TR: Nigel, this is the deal killer. This quote is the end of your line. (Oh, are there angry messages on internet boards? :-)). You are right, don’t blame the coaching – don’t blame the players (how could you possibly blame the players after coaches were identified as ‘lazy’ in post tour debriefs).
Blame? Blame the person responsible for choosing the coaching, for creating the culture around the national team (or supposed to be). Who is that person? Nigel, you can answer that by looking in the mirror. It’s you. CEO. Chief Exec. The Big Cheese. You are responsible when it goes good, and you are responsible when it doesn’t. We are mediocre, we have been for years – and nothing has been done to change that.
Make a knee jerk reaction. Resign. Do us a favor – at least leave us with someone that can make something happen, and if it doesn’t lends some transparency to the matter.
To close out: Here is how the interview should have gone down…
Guardian: “Well Nigel, how about an assessment of the World Cup for American Rugby and plans for the future”
NM: “We didn’t play well in this tournament. We really couldn’t expect to. I chose a coach who’s highest real level of experience was with a high school team in New York. They did win a lot of USA Championships but apparently that didn’t translate to well on the Worlds biggest stage. We have a lot of amateur players. In fact they are so amateur we decided to tolerate a staff that the players identified as being lazy, so its really a self fulfilling prophecy. That’s why I make amateur decisions.

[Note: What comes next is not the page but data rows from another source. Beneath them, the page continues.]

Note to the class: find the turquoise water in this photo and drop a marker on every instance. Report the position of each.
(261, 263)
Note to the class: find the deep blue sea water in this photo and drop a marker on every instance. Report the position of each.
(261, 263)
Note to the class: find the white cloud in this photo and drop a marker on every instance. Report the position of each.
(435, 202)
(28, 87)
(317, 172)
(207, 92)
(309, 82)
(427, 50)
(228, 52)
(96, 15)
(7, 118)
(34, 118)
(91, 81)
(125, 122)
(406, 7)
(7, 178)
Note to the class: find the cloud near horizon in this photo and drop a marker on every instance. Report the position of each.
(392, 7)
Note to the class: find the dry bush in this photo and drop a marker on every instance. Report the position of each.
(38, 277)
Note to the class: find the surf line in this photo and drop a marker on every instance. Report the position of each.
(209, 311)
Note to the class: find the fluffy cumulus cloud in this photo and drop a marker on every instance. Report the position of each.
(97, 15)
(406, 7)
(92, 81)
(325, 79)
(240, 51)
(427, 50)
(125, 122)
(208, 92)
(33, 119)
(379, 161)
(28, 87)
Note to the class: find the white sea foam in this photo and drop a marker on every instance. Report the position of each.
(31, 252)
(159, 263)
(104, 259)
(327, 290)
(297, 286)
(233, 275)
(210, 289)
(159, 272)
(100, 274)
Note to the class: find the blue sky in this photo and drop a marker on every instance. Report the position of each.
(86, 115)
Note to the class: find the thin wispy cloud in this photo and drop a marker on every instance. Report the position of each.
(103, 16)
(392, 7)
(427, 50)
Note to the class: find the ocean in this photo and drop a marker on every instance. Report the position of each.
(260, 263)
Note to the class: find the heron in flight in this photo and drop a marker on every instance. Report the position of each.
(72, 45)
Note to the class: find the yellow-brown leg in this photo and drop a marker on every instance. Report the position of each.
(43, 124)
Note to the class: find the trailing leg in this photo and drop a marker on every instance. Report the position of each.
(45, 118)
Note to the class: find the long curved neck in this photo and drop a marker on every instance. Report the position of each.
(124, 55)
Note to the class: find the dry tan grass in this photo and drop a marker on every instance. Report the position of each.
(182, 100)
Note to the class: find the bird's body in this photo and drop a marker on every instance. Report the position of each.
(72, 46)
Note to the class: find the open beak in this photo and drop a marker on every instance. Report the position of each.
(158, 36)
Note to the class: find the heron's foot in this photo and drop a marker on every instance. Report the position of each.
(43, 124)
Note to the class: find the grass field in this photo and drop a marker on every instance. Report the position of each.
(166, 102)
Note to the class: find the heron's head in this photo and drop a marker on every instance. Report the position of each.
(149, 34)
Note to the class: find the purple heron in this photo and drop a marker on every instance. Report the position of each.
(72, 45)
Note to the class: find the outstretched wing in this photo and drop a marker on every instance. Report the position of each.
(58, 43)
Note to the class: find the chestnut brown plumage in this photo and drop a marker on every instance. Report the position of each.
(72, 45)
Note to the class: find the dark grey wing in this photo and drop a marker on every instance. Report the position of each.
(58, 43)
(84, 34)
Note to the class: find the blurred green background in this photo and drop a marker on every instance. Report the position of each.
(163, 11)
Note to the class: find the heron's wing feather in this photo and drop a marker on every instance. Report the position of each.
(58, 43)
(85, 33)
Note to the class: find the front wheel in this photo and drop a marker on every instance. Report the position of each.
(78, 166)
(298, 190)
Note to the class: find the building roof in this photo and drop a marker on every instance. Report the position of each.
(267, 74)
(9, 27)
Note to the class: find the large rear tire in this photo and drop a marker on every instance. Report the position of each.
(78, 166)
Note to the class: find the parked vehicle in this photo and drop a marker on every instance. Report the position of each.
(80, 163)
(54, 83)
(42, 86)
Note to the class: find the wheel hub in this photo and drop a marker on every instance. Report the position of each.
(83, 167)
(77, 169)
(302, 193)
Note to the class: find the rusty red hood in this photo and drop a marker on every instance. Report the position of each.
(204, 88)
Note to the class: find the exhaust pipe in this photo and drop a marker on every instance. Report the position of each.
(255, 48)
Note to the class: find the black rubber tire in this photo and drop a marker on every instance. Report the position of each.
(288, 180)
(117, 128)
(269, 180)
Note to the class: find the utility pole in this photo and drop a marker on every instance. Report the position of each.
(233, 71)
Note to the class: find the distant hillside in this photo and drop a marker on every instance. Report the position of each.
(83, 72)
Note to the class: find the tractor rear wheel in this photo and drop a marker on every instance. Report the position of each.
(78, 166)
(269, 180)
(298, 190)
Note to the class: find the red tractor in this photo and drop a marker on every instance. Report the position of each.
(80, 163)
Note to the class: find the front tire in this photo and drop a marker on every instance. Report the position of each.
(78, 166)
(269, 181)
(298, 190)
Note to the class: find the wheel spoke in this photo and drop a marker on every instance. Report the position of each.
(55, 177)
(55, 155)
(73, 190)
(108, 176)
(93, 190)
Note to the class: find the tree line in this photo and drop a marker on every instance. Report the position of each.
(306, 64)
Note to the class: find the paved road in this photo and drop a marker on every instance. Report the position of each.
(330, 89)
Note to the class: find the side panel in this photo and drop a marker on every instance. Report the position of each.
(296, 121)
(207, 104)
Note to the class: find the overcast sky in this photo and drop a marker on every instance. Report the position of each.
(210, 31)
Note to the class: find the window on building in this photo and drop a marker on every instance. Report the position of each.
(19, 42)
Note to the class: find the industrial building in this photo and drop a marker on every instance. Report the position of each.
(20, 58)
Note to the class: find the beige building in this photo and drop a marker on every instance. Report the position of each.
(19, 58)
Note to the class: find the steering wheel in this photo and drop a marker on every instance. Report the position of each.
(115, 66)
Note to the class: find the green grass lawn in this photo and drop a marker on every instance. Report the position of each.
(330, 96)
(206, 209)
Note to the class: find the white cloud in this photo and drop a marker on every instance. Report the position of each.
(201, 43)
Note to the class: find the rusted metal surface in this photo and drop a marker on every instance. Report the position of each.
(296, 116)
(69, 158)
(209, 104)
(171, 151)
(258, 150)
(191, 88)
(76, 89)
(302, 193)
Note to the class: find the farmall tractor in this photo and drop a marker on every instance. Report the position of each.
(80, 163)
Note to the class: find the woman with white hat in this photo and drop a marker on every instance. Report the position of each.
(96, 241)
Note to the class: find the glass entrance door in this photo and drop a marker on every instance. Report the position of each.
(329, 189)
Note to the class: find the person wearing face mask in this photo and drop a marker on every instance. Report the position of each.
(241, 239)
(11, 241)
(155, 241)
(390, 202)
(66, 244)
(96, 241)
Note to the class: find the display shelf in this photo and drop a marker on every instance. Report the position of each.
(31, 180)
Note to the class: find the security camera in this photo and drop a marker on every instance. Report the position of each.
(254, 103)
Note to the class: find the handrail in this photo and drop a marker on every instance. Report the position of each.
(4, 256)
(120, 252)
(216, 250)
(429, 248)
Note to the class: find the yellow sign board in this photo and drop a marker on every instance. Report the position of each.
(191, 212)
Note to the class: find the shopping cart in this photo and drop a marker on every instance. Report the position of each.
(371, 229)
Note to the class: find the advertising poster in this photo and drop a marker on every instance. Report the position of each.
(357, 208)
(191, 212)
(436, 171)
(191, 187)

It’s why I cannot seem to work with other groups in American rugby that actually bring something to the table, like USA 7’s, CRC, etc.. Our/my ego is so big that if we don’t control it, or ‘profit from it’ we don’t want it. But now, with RIM and the ProLeague – all of us who have worked so hard on the board now have an opportunity to financially gain from a decision that we made without vetting the provider – and we are looking forward to many more years of development and progress in USA Rugby.
Final comment… and I will be the first to commend you. You have announced that USA Rugby would like to host the RWC in 2027. This might be the first successful think you have done. If we host the RWC 2027, that means we are guaranteed a spot to play in it – an outcome not necessarily looking so bright at this time. Well done.